Adrift in New York, a young woman falls into the clutches of a predatory coworker.
It all seemed so promising. Our nameless narrator arrives in the city from California to start her first job with a general-interest magazine. She has a newly minted degree and a prestigious journalism fellowship. Soon enough she meets a sweetly sad young guy on the subway and moves in with him. All goes well until Andrew takes her to meet his friends, WASPy Andover grads like himself. They make crass, racist remarks, and Andrew’s girl retreats to the bathroom. She has a secret, you see: she’s biracial, though she can pass for white when she chooses.
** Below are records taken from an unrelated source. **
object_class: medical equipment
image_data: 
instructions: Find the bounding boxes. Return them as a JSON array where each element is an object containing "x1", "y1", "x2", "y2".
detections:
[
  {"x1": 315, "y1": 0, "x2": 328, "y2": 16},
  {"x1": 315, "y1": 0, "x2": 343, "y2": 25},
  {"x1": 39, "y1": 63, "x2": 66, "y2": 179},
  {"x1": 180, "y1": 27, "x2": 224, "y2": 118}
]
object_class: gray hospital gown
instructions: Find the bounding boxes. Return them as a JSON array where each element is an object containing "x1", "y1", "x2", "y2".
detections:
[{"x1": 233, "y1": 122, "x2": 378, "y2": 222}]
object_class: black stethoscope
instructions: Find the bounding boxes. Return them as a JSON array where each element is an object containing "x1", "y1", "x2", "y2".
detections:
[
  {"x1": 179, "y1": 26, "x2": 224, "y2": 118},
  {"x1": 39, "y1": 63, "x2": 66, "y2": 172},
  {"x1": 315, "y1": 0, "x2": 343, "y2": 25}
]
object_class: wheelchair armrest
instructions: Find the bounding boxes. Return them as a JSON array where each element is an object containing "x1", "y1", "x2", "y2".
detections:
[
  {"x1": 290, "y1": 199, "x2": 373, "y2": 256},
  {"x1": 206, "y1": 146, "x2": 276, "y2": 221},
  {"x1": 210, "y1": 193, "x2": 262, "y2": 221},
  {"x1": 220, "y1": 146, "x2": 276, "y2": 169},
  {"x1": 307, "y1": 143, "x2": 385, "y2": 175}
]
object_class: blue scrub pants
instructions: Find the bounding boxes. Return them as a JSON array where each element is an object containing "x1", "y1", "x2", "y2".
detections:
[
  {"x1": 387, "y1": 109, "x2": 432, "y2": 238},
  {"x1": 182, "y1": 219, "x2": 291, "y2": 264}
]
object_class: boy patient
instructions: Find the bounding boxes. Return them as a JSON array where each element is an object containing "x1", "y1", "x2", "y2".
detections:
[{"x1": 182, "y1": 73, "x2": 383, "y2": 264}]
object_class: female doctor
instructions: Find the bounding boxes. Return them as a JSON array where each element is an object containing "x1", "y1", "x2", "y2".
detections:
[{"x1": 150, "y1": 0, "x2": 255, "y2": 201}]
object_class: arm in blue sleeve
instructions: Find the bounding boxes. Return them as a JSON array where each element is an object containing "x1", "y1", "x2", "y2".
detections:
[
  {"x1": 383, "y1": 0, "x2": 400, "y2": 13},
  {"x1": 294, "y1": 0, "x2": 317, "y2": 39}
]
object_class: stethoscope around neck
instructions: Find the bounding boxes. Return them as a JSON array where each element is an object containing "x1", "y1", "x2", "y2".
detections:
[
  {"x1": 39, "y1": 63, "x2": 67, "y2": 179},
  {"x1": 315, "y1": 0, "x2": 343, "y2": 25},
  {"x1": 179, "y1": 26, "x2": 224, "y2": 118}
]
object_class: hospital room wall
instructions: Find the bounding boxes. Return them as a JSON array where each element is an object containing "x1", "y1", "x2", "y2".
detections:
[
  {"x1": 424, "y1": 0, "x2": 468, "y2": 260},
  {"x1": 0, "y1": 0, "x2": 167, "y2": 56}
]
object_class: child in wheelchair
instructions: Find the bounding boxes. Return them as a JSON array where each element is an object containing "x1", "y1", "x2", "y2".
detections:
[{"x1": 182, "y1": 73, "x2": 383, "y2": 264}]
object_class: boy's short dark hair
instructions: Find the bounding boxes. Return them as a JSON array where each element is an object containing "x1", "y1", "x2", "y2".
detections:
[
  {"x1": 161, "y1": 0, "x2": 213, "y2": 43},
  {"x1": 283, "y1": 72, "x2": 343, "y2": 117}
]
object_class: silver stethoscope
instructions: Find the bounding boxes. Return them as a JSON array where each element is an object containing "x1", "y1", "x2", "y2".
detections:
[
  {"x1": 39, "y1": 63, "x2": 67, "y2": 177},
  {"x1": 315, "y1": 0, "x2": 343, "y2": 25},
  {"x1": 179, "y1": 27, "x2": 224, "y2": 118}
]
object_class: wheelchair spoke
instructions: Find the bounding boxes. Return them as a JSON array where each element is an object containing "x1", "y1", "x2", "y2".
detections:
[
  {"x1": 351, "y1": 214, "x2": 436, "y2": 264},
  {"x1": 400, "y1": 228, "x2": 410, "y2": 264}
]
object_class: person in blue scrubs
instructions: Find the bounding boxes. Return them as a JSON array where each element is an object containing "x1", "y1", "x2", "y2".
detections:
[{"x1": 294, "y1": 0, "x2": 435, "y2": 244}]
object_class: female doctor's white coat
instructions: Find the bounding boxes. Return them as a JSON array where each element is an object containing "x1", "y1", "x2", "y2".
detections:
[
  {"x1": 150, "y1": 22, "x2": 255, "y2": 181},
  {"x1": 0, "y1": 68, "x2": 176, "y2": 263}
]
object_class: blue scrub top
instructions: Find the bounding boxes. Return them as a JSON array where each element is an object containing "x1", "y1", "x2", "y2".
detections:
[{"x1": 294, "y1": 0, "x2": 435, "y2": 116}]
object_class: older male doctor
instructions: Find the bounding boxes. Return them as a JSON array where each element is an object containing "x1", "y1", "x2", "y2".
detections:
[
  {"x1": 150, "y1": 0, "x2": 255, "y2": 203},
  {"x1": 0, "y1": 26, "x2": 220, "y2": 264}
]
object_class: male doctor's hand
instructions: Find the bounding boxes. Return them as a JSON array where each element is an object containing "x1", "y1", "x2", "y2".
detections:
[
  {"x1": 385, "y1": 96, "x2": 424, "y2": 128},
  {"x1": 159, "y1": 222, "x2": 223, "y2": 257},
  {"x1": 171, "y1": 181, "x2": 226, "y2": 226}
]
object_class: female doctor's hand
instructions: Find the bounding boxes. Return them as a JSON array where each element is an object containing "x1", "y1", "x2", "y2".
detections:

Disenchanted with Andrew (how come they’d never discussed her family?), she moves to a Brooklyn sublet; it has bad vibes, but the rent and space are right. She was referred by coworker Greta Hicks, a badly dressed older woman in a low-level job so pathetically eager for attention you’d think a smart cookie like our narrator would avoid her like the plague. But the author needs to hook them up because Greta, also of mixed race, is the vehicle she uses to give the issue a complete workout. Once the journalist has accepted Greta’s overtures, there’s no escaping her; only when Greta disparages the young woman’s parents does she realize how “bilious” her putative friend can be. Greta’s behavior becomes truly bizarre once the narrator starts dating a black artist. She spies on them from behind parked cars, then falls apart on the job and has to be removed from the building by security guards as she screams curses. The text closes with a melodramatic flourish on the roof of that Brooklyn apartment building.
Credible characterization is the biggest casualty of this slight, depressing, issue-driven second novel. Senna covered this ground much more convincingly in her award-winning debut (Caucasia, 1998).